L'Assessore ARBANEY esprime parere che debba essere fatto constatare, nella deliberazione, che si tratta di mutui fondiari che vengono concessi mediante cessione di cartelle di credito fondiario.
Segue discussione in merito fra l'Assessore ARBANEY e l'Assessore BORDON, il quale dichiara di concordare sulla modifica aggiuntiva proposta dall'Assessore Arbaney.

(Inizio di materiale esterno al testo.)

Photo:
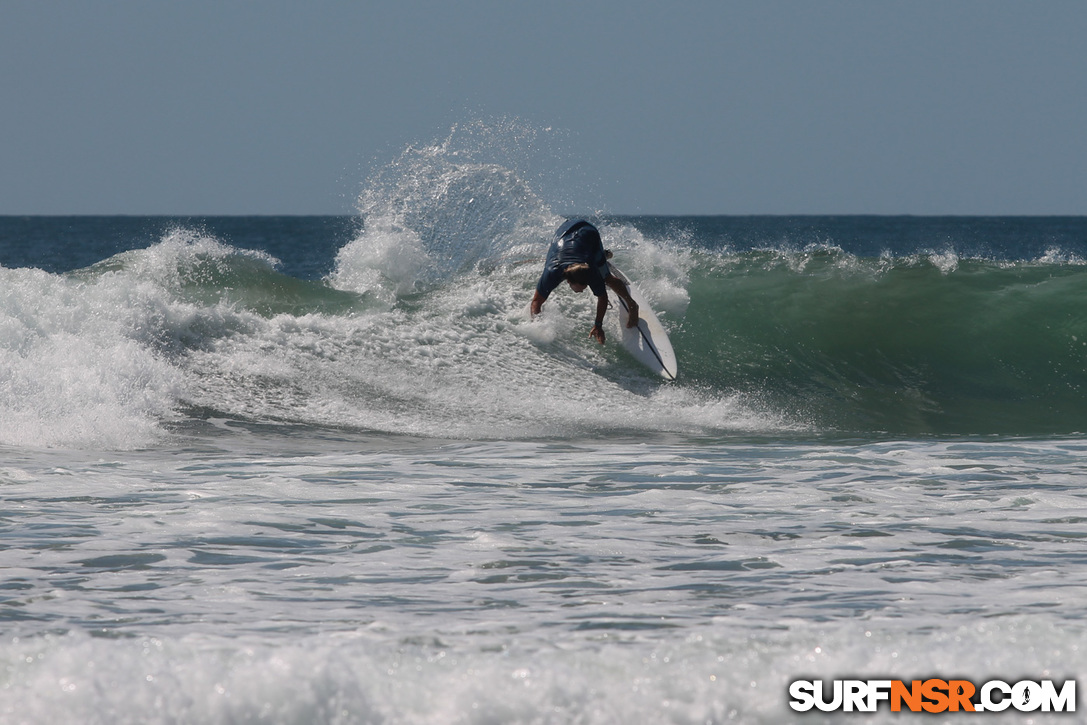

Il Vice Presidente, PASQUALI, sottolinea l'urgente necessità che il problema della ricettività turistica in Valle d'Aosta sia risolto al più presto e, a tale scopo, raccomanda all'Assessore Bordon di fare accelerare, per quanto possibile, l'espletamento delle pratiche affinché i richiedenti i mutui possano ottenere con sollecitudine i fondi di cui necessitano per la costruzione o l'ampliamento di alberghi e pensioni.
L'Assessore BORDON dà assicurazione in merito, per quanto di competenza dell'Amministrazione regionale, rilevando che ogni domanda di contributo che perviene all'Assessorato al Turismo viene subito istruita, esaminata dalla Giunta e trasmessa all'Istituto Bancario per la concessione del mutuo richiesto.
Rileva che, se vi sono ritardi, questi sono dovuti al fatto che l'Istituto Bancario, prima di concedere i mutui richiesti, deve procurarsi la documentazione occorrente per le iscrizioni ipotecarie sui beni immobili dei richiedenti, a garanza dei mutui da concedersi.
Il Presidente, PAREYSON, pone ai voti per alzata di. mano l'approvazione delle proposte della Giunta, di cui dà lettura.
IL CONSIGLIO
preso atto di quanto riferito dall'Assessore al Turismo, BORDON;
a parziale modificazione e completamento di quanto già approvato con la deliberazione consiliare n. 156 in data 10 dicembre 1956 e per l'applicazione della deliberazione stessa;
ad unanimità di voti favorevoli (Consiglieri presenti e votanti: trenta);
Delibera
di approvare la seguente modificazione-completamento del capoverso 1°) della lettera A) della deliberazione consiliare n. 156 in data 10 dicembre 1956, in modo che tutti i contributi concessi in applicazione della deliberazione medesima siano erogati nelle seguenti misure:
1°) a favore di coloro che nella Regione della Valle d'Aosta, mediante assunzione di mutui bancari, costruiscono, ampliano, migliorano ed arredano alberghi, pensioni, che siano ritenuti utili coefficienti per l'incremento dell'attrezzatura turistica della Valle, possono essere concessi contributi "una tantum" in misure da stabilire in base alle seguenti quote degli interessi dovuti sul capitale mutuato e ammesso ai contributi regionali:
a) per mutui di durata decennale e di capitale sino a Lire sette milioni: contributo corrispondente all'ammontare totale degli interessi dovuti sul capitale mutuato; contributo ulteriore sino alla misura massima di Lire 92.000 (novantaduemila) per ogni milione di capitale mutuato, per le spese e diritti accessori di stipulazione del mutuo fondiario (con cartelle fondiarie);
b) per mutui di durata decennale e di capitale da Lire 7.000.001 a Lire 12.000.000: contributo corrispondente all'ammontare dei due terzi degli interessi dovuti sul capitale mutuato; contributo ulteriore sino alla misura massima di Lire 61.320 (sessantunmilatrecentoventi) per ogni milione di capitale mutuato, per le spese ed i diritti accessori di stipulazione del mutuo fondiario (con cartelle fondiarie);
c) per mutui di durata decennale e di capitale da Lire 12.000.001 a L. 20.000.000 circa: contributo corrispondente alla metà degli interessi dovuti sul capitale mutuato; contributo ulteriore sino alla misura massima di L. 46.000 (quarantaseimila) per ogni milione di capitale mutuato, per le spese e diritti accessori di stipulazione del mutuo fondiario (con cartelle fondiarie).